Exercise, Fatigue, Genes and Brain Function: Identifying the Linkages in People with ME/CFSAugust 20, 2013
Most experts agree that avoiding physical activity can compound ME/CFS symptoms, yet exercise is also the very thing that can make symptoms worse! This catch-22 situation even has a name: “post-exertion malaise” (PEM), or post-exertion relapse, and it is considered one of the most debilitating aspects of ME/CFS. It occurs not just with physical activity; mental exertion and any kind of stress can provoke a relapse of the classic flu-like symptoms of ME/CFS, negatively impacting thinking and memory, and sleep for days or even weeks.
Yet no single research group has ever evaluated the effects of mental and/or physical stress on PEM in a multi-systemic manner, notes Dane B. Cook, Ph.D., an assistant professor of kinesiology at the University of Wisconsin in Madison.
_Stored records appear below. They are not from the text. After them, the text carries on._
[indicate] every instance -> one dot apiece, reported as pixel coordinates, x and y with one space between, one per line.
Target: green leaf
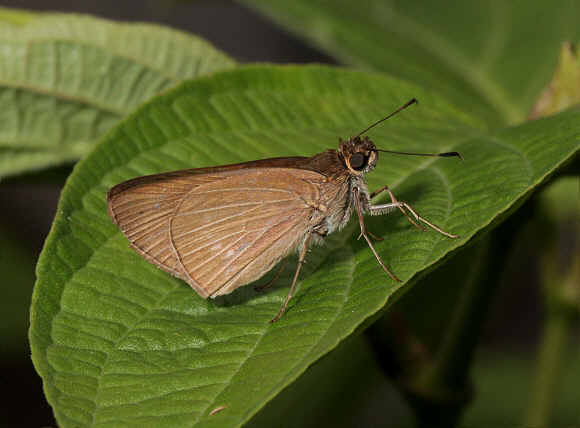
490 58
118 341
66 79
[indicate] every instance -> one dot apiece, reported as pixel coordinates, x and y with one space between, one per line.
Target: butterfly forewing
218 230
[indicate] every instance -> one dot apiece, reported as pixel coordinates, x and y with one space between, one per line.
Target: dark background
28 207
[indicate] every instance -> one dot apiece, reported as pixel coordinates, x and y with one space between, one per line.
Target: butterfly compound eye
357 161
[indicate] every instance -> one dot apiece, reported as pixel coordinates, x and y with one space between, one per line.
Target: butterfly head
360 155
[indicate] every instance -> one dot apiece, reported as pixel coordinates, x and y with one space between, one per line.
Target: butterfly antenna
443 155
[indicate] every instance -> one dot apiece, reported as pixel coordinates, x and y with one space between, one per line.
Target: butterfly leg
301 258
393 199
364 233
385 208
273 280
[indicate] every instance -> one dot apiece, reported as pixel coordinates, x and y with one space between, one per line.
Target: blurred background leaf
66 79
474 53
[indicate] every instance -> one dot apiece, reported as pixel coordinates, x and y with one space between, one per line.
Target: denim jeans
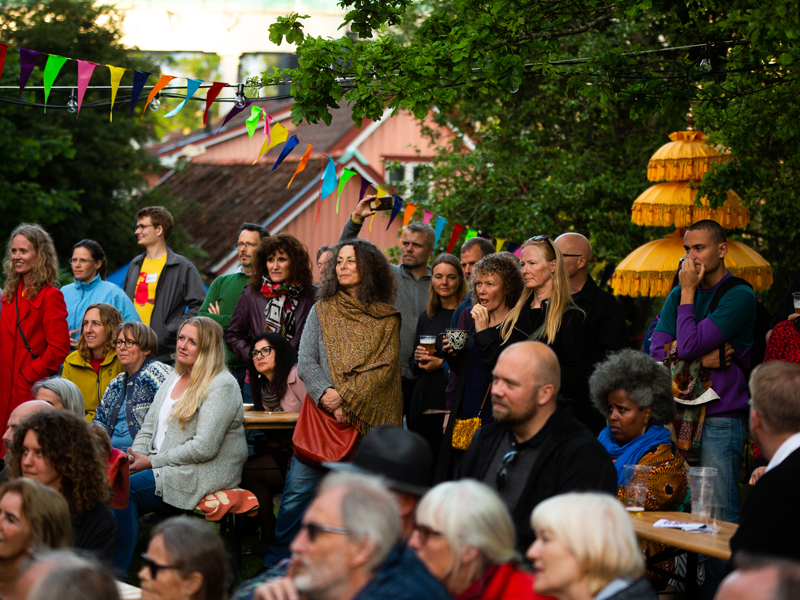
301 483
142 498
722 447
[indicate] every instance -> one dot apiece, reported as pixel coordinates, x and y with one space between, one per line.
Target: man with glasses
165 287
534 450
607 328
225 291
349 547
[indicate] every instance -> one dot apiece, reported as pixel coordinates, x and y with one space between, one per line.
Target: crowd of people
478 416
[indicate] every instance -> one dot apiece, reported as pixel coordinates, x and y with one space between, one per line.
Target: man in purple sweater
686 317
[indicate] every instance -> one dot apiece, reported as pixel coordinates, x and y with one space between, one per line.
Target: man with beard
534 449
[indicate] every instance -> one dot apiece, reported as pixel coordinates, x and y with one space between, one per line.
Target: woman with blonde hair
192 440
586 549
34 338
545 312
94 364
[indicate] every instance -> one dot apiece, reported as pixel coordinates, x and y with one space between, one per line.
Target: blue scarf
632 452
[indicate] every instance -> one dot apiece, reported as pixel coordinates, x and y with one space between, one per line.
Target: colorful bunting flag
85 70
51 69
212 94
139 80
457 229
302 164
27 60
290 144
116 76
192 85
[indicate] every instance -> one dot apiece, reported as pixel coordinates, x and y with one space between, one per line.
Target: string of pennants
333 176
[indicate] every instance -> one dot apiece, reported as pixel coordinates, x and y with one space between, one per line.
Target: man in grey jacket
413 283
165 287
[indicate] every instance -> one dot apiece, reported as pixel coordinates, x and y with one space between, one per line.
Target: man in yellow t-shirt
165 287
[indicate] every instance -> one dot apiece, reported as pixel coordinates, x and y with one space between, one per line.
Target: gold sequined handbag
464 429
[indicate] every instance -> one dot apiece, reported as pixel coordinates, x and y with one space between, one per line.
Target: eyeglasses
314 529
128 343
424 532
502 475
154 566
265 352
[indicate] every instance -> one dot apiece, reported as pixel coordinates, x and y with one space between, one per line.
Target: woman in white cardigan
192 440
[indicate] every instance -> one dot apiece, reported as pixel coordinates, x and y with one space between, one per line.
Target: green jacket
225 290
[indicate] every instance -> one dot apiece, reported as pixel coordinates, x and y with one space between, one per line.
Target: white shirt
163 417
785 449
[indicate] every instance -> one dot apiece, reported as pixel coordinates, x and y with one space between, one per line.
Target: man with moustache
224 293
534 449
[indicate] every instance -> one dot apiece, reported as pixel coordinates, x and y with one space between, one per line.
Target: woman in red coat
34 337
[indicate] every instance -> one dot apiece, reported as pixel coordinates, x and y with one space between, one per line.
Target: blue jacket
78 296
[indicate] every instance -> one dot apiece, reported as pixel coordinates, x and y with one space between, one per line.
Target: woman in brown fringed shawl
349 353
Now, thanks to a grant from the CFIDS Association, he and his team plan to do just that.
“The overarching theme is to understand the pathophysiology (or underlying processes) of PEM in CFS,” he says, including connections between the immune system, the brain, and behavioral outcomes such as fatigue. “This is a first step towards a more comprehensive understanding of PEM.”
Research Confusion on PEM
Current research on PEM is inconsistent and confusing, says Dr. Cook. It’s not even clear how much activity leads to PEM, or how long after the stressor PEM occurs. For instance, his group has performed maximum exercise tests in people with ME/CFS and didn’t see any changes in symptoms until five days later, which may or may not have been related to the stressor. However, others have worked with participants in whom moderate exercise for 30 minutes increased symptoms 30 minutes to two days afterwards. Studies also use varying definitions and intensities of exercise, leading to significant variability in our understanding of PEM, he said.
Dr. Cook takes a psychobiological approach to the study of PEM, looking for objective markers that could trigger symptoms, He then uses exercise as a model to identify the effects of physical activity and other stressors on people with ME/CFS. “That’s important, he notes, because you can’t begin to fix a problem like PEM until you can understand its underlying cause.
Dr. Cook’s grant is unique in that it is designed to bring disparate research into a comprehensive whole.
The first piece of the puzzle comes from his own work using a special MRI that tracks oxygen uptake throughout the brain to identify brain function changes in ME/CFS patients after they complete a fatiguing cognitive task such as repeatedly subtracting 7 from a starting number. He’s found significant differences in brain function of those with ME/CFS and those without after such stressors, although there are no differences in brain function between the two groups without inducing mental fatigue.
The second piece of the puzzle comes from previous CFIDS Association grantee Kathleen Light, Ph.D., her husband Alan Light, Ph.D., and their team at the University of Utah. They identified unique post-exercise gene expression markers that can be used to differentiate people with ME/CFS from those without and from those with multiple sclerosis and fibromyalgia. They also discovered increased expression of sensory and immune system genes after exercise.
The third piece of the puzzle is provided by another past CFIDS Association grantee, Gordon Broderick, Ph.D., of the University of Alberta in Canada. He used his previous grant to advance his work in identifying evidence of persistent immune activation after Epstein-Barr virus infection, which is thought to trigger ME/CFS.
Together, the three groups will hopefully be able to begin to piece together the puzzle and create a clear picture of PEM, says Dr. Cook. “This grant is the outcome of many years of talking to other scientists about ME/CFS and merging that information with other important findings,” he said. “It is really and truly an interdisciplinary project.”
The study has three principle components:
- Collect blood before and after a moderate exercise challenge on a stationary bicycle to evaluate and validate the expression of genes identified in the Light’s research.
- Use brain-imaging techniques to evaluate the structure and function of the brain during fatiguing and non-fatiguing cognitive tasks, focusing on areas of the brain associated with fatigue.
- Integrate gene expression and symptom data with the brain imaging results.
An important component of the study is the use of sophisticated mathematical modeling to integrate the disparate information that comes in from the different biologic systems (nervous system, blood, genes) to identify patterns and connections. The result, says Dr. Cook, is that “we can see systems ‘communicate’ (in the statistical sense) with one another and how that ‘communication’ changes when you introduce a stressor such as exercise.” If successful, he notes, the study will provide preliminary data to guide future large-scale studies targeting specific subtypes of ME/CFS, determining the impact of PEM and identify potential targets for treatment.
Just the Facts
This study involves 15 women with ME/CFS who will be evaluated over three days.
- On the first day, they will provide baseline blood samples, complete questionnaires about their symptoms and undergo a baseline MRI.
- On the second day, they will complete a 25-minute moderate exercise challenge, with blood samples, as well as symptom descriptions, taken prior to and 30 minutes post exercise.
- Twenty-four hours after the second day, participants will provide blood samples, undergo MRI, and again complete questionnaires about their symptoms.